The most encouraging and glorious feature of revolutions is that they purify the atmosphere from the thick, poisonous vapors of prejudices and superstition.

From time immemorial revolutions have been the only hope and refuge of all the oppressed from national and social yokes. The radical nationalistic elements seem to have forgotten that all their enthusiasm, their faith and hope in the power of a great social change, now falters before the question: Will it give us our own territory where we can surround ourselves with walls and watch-towers? Yes, the very people, who once spoke with a divine fire of the beauty of the solidarity of all individuals and all peoples, now indulge in the shallow phrases that the Jew is powerless, that he is nowhere at home, and that he owns no place on earth, where he can do justice to his nature, and that he must first obtain national rights, like all nations, ere he can go further.

These lamentations contain more fiction than truth, more sentimentality than logic.

The Poles have their own territory; still this fact does not hinder Russia from brutalizing Poland or from flogging and killing her children; neither does it hinder the Prussian government from maltreating her Polish subjects and forcibly obliterating the Polish language. And of what avail is native territory to the small nations of the Balkans, with Russian, Turkish and Austrian influences keeping them in a helpless and dependent condition. Various raids and expeditions by the powerful neighboring states forced on them, have proven what little protection their territorial independence has given them against brutal coercion. The independent existence of small peoples has ever served powerful states as a pretext for venomous attacks, pillage and attempts at annexation. Nothing is left them but to bow before the superior powers, or to be ever prepared for bitter wars that might, in a measure, temporarily loosen the tyrannical hold, but never end in a complete overthrow of the powerful enemy.

Switzerland is often cited as an example of a united nation which is able to maintain itself in peace and neutrality.
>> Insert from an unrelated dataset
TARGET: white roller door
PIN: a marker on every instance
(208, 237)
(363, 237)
It might be advisable to consider what circumstances have made this possible.

It is an indisputable fact that Switzerland acts as the executive agent of European powers, who consider her a foreign detective bureau which watches over, annoys and persecutes refugees and the dissatisfied elements.

Italian, Russian and German spies look upon Switzerland as a hunting ground, and the Swiss police are never so happy, as when they can render constable service to the governments of surrounding states. It is nothing unusual for the Swiss police to carry out the order of Germany or Italy to arrest political refugees and forcibly take them across the frontier, where they are given over into the hands of the German or Italian gendarmes. A very enticing national independence, is it not?

Is it possible that former revolutionists and enthusiastic fighters for freedom, who are now in the nationalistic field, should long for similar conditions? Those who refuse to be carried away by nationalistic phrases and who would rather follow the broad path of Internationalism, are accused of indifference to and lack of sympathy with the sufferings of the Jewish race. Rather is it far more likely that those who stand for the establishment of a Jewish nation show a serious lack of judgment.